Hi All,
This post may apply directly to the “stronger type system” feature in the 2018 Dgraph product roadmap.
My team has had a lot of success using Dgraph, and we have built a pretty complex web application on top of it. However, the approach we took to defining the schema will not scale based on the Dgraph team’s recommendations against a generic “type” edge per https://docs.dgraph.io/howto/#giving-nodes-a-type. I am looking for advice on how to migrate away from our current approach to one which can store millions or billions of nodes, while maintaining a rich “meta-schema” we have put in place to add context to the data. Here are the schema requirements of our app (schema in a general sense, not necessarily directly mapping to Dgraph’s schema features):
- A schema that is constantly changing, and is being created and modified by non-technical users
- The schema-level concept of “Classes”, “Properties”, and “Relations”. Each of these has a name and description.

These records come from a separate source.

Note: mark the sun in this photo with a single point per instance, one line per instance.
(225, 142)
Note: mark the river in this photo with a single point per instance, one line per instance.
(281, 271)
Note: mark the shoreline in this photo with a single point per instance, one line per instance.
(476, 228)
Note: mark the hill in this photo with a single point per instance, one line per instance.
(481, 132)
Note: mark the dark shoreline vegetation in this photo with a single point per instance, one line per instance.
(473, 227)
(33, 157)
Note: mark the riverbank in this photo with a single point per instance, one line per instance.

- The content-level concept of “Entities”, each of which has a “Class”, “Property Values”, and “Relation Values”.
- Properties have a “type” such as number, string, date, boolean, image, and visualization.
- Classes have a set of predefined “Properties” and “Relations” their corresponding entities can have. Each has a min count and max count.

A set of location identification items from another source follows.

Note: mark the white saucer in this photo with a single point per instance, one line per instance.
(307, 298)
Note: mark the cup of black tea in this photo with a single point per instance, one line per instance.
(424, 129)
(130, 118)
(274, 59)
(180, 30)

- For a given Class + Relation combo, the class of the “target entity” in the source entity → Relation → target entity is constrained at the class level. For example, the class Business Requirement and relation Depends On may have a valid target class of Key Value Driver, whereas for the class Software System may also use the relation Depends On, but with a valid target class of Software Library.
Based on the dgraph team’s advice to use *specific" predicates, rather than generic ones (due to mutation aborts and sharding between machines), I think our entire model needs to be redesigned. The shortcoming seems to be:
We use way too many generic predicates. The predicates “VertexType”, “Class”, “Property”, “Relation”, “ExternalId”, “Namespace”, and others are used by ALL entities in the system. Thus as the system scales, we basically must perform all mutations in series, because any two transactions would very often conflict.
However, I am not sure how to retain our rich schema features using the current Dgraph schema features while also following the Dgraph team’s predicate suggestions we will need in order to scale.
I think in summary, we need the Dgraph schema to do for us what we have been doing ourselves at the vertex level. These would be:
- Attach scalar attributes to predicates themselves. Similar to facets, but at the schema level. softwareSystem is a class and must have a “name” and “description”. We would also use a “type” attribute to identify softwareSystem as a “class”
- We must be able to create relationships between schema items. For instance, "softwareSystem allows schema property type latestVersion, which has a min and max occurrence count (1 and 1). Or softwareSystem allows relation type usesLibrary, which in turn can point to the class softwareLibrary, and has a min and max occurrence count (0 and unlimited).
Hopefully this makes sense. We would be very interested to provide comments on the Dgraph team’s type system design and would be happy to provide more detail about what we have built.